Versions Compared

Key

  • This line was added.
  • This line was removed.
  • Formatting was changed.

Table of Contents

Introduction

  • Initial Operation is performed after installation of JS7 Controller, Agent and JOC Cockpit, see JS7 - Initial Operation
  • In case there are issues while registering the Controllers then the Controller cannot orchestrate the job-related configuration to Agents. Also, the Controller is used for the execution of workflows that include jobs running on a number of Agents as switching of Agents during workflow execution is performed by the customer.

Troubleshooting

After registering the Controller its status can be checked from the JS7 - Dashboard. When registering a Controller a number of misconfigurations can occur.

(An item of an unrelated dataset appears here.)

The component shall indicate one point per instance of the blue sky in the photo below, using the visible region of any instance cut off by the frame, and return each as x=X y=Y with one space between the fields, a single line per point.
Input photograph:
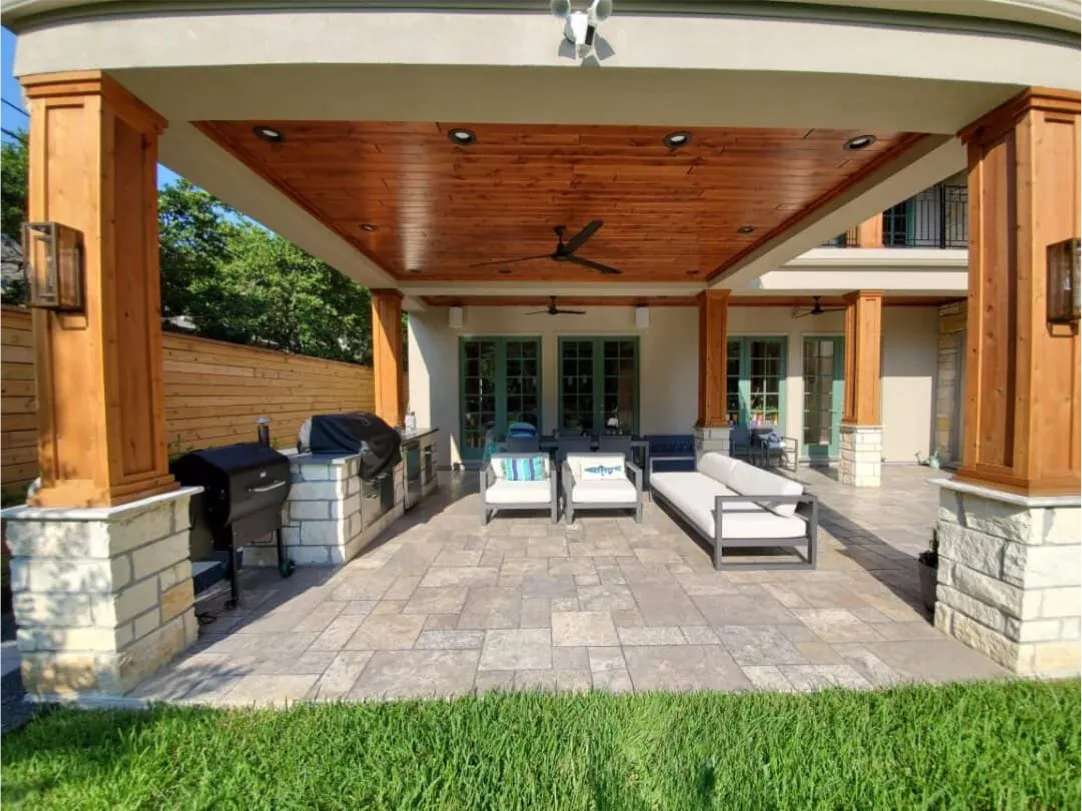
x=10 y=92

Operations to register a Controller are performed from the JOC Cockpit page "Manage Controllers/Agents" that is available from the user menu in the right upper corner of the GUI. Administrative permissions are required to be able to see and to use this page.

User Errors

Same Controller is used as a Standalone Controller and as a member of a Controller Cluster

  • Problem: Assume that the JOC Cockpit uses a Controller registered as a Standalone Controller. If the same Controller is registered as a Controller Cluster member then the JOC Cockpit throws an error such as
    • JocObjectAlradyExistException: com.sos.joc.exceptions.JocObjectAlreadyExistException: Controller(s) with id 'controller' already exists 
    • This error message is available from the JOC Cockpit's log file too, e.g. from the JS7_JOC_DATA/logs/joc.log file, see JS7 - Log Files and Locations.
  • SolutionIt is not possible to register the same Controller twice, as a Standalone Controller and as a Controller cluster.

...

  • Check that you have a license key ready as the clustering for Controllers is available for a commercial license, see JS7 - License.
  • Verify that execution of workflows is completed with the Standalone Controller and that no orders are running.
  • Remove the Standalone Controller from the JOC Cockpit GUI.
  • Shutdown the Standalone Controller and remove the Controller's journal files in its JS7_OONTROLLER_DATA/state directory.
  • Follow the steps from the JS7 - Initial Operation for Controller Cluster article.
  • Redeploy the scheduling objects such as workflows from JOC Cockpit to the Controller Cluster.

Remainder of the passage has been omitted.